E arrivano le proposte Cgil sul Welfare
      ROMA – Cgil all’attacco. Non solo propone di estendere le tutele contro i licenziamenti senza giusta causa anche ai lavoratori che ne sono privi, ma chiede a Cisl e Uil di decidere nuove iniziative di lotta dopo lo sciopero generale del 16 aprile. Lo ha detto ieri il vicesegretario, Guglielmo Epifani, mentre era in corso la riunione del direttivo: «Più tempo passa senza che il governo ci convoca, più aumentano i sospetti sulla volontà di dialogo di questo esecutivo. È chiaro che dovremo discutere unitariamente su come riprendere le iniziative di lotta». Prudente il segretario della Cisl, Savino Pezzotta, che tuttavia avverte il governo: «Sarebbe opportuno un confronto in tempi non troppo lunghi, altrimenti il sindacato dovrà decidere quali iniziative mettere in campo». Il presidente del consiglio, Silvio Berlusconi, ribadisce la volontà di dialogo, ma difende le proposte del governo sull’articolo 18 (diritto al reintegro): «Non toccano i diritti di nessuno e soprattutto non toccano i diritti di chi ha un lavoro». Per questo, aggiunge il vicepresidente, Gianfranco Fini, «nessuno» nel governo «intende ritirare» le misure sull’articolo 18 contenute nel disegno di legge delega sul mercato del lavoro. Provvedimento che oggi riprende il suo cammino nella commissione Lavoro del Senato. Verranno esaminati gli emendamenti all’articolo 1 (collocamento) mentre il relatore, Oreste Tofani (An), propone di rinviare la discussione degli articoli 2 e 3 in attesa della ripresa della trattativa tra l’esecutivo e i sindacati. Il ministro delle Attività produttive, Antonio Marzano, dice che il negoziato ricomincerà «presto», ma conferma che sarà condotto dal ministro del Lavoro, Roberto Maroni. E quindi bisognerà attendere la prossima settimana quando lo stesso Maroni sarà tornato da New York, dove è impegnato per la conferenza delle Nazioni Unite sull’infanzia. Anche Marzano, comunque, avverte: «Il governo non accetterà veti dal sindacato, ma aspetta proposte».

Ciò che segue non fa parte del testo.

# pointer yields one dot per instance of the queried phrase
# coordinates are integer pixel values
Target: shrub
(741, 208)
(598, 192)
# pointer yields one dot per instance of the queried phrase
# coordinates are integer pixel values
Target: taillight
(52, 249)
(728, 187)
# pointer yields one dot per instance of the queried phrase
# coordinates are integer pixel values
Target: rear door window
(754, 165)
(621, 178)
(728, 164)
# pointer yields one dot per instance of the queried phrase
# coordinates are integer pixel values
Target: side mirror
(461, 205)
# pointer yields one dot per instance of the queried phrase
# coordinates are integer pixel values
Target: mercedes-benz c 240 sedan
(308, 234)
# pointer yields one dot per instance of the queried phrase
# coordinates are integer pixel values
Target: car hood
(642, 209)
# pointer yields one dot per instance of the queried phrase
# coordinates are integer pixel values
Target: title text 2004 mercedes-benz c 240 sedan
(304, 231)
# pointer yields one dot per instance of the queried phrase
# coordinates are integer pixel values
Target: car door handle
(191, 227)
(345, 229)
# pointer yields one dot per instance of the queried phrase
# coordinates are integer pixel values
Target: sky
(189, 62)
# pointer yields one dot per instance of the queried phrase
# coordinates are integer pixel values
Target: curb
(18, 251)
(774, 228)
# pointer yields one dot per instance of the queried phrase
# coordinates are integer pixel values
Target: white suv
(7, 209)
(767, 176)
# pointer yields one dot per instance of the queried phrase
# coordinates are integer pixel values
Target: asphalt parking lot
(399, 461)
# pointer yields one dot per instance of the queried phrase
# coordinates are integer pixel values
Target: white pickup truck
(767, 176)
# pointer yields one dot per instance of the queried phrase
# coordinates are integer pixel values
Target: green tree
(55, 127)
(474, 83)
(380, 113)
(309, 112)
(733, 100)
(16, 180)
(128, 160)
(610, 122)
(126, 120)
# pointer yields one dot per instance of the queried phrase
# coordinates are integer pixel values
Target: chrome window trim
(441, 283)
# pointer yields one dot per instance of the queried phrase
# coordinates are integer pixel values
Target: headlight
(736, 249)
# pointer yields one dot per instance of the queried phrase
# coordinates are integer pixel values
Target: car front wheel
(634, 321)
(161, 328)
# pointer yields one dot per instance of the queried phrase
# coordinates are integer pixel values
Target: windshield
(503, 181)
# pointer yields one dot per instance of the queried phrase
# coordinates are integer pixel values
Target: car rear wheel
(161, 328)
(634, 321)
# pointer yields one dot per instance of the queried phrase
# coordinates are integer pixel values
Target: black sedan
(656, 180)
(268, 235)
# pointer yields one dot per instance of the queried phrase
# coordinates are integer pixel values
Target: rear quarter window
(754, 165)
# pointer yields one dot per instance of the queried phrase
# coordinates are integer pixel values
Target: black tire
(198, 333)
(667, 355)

      La Cgil le sue le ha presentate ieri al direttivo, ma sono agli antipodi rispetto a quelle del governo. Ruotano intorno all’estensione dei diritti, compreso quello al reintegro, e degli ammortizzatori sociali a tutti i lavoratori «economicamente dipendenti» anche se non vincolati da un rapporto di lavoro subordinato. Si tratta in pratica di gran parte dei lavoratori atipici, a cominciare dai collaboratori coordinati e continuativi. Ma per questa via, dice Guidalberto Guidi (Confindustria), «aumenterebbe il sommerso». Il sindacato di Sergio Cofferati propone inoltre l’aumento dell’indennità di disoccupazione dal 40% al 60% della retribuzione e di allungarne la durata da 6 a 12 mesi e una cassa integrazione di base per i settori che ne sono privi (terziario, piccole imprese). Il tutto senza aumentare i contributi e prevedendo una spesa a carico dello Stato di almeno 5 miliardi di euro. Una stima sulla quale è d’accordo anche l’ex ministro del Lavoro, Tiziano Treu (Margherita), ma come punto di arrivo di una riforma che richiederebbe 3-4 anni per dispiegare tutti i suoi effetti. Un appello a evitare lo scontro è arrivato ieri anche dal presidente della Ferrari, Luca Cordero di Montezemolo: «L’articolo 18 non è una questione dirimente. Occorre invece un dialogo costruttivo».
      Ieri il direttivo della Cgil ha eletto la nuova segreteria. Oltre alla riconferma degli otto attuali segretari ci sono tre ingressi. Tre donne: Morena Piccinini, Marigia Maolucci e Paola Agnello Modica. Le prime due della maggioranza cofferatiana, la terza della minoranza di sinistra.